蛊師たちは散り散りに倒れ、老族长一人が孤軍奮闘していた。
「耐え抜け!絶対に耐え抜け!」老族长は右往左往しながら戦場の消防役を務め、間一髪でまた一人の家老を救い出した。彼は絶え間なく嘶き続けたため、声はかすれ果てていた。速度は次第に落ち、精神も散漫になり始めていた。
さすがに彼は年を取っていた。
「老族长、ご注意を!」
遠くない場所で一人の家老が叫んだ。
老族长は咄嗟に振り返ると、夜狼王が空中から襲いかかり、狂ったような殺意が押し寄せるのを目にした。
「退け!」
老族长は心の中でそう思ったが、体はよろめき、疲労が蓄積した結果、老いた体が限界を迎えてしまった。
彼は力尽きたのだ!
ドン!
次の瞬間、夜狼王が襲いかかり、老族长を地面に強く叩きつけた。
「老族长!!」
人々(ひとびと)は叫び、こぞって我を忘れて駆け寄った。
葛家の老族长は真元を狂ったように防御蛊に注ぎ込み、厚い木製の盾を構えた。
ドンドンドン!
夜狼王は両前脚で激しく叩きつけ、木盾は数回の呼吸を持ちこたえた後、完全に崩壊した。巨大な狼の爪が直に葛家老族长の体を打ち据えた。

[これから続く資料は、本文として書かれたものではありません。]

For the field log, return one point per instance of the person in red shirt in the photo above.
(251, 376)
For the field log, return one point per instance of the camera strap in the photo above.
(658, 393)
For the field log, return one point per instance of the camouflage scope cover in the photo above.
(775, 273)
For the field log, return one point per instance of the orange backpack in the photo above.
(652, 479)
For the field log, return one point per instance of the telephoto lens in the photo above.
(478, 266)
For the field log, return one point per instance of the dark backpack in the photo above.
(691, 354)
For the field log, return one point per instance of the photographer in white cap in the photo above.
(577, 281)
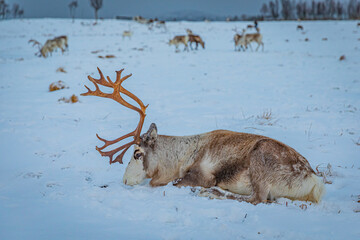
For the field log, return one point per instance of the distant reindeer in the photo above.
(51, 45)
(127, 34)
(161, 24)
(193, 38)
(177, 40)
(255, 168)
(254, 37)
(239, 40)
(140, 19)
(249, 26)
(300, 27)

老族长も古銅皮や精鉄骨といった蛊虫を使っていたが、夜狼王の暴虐な打撃には耐えきれなかった。
「老族长!」
一同は驚叫し、こぞって狂攻を加え、夜狼王の注意を引こうと試みた。
しかし夜狼王の眼には葛家の老族长しか映っておらず、狂攻を物ともせず、老族长を殺して憤慨を晴らそうとしていた。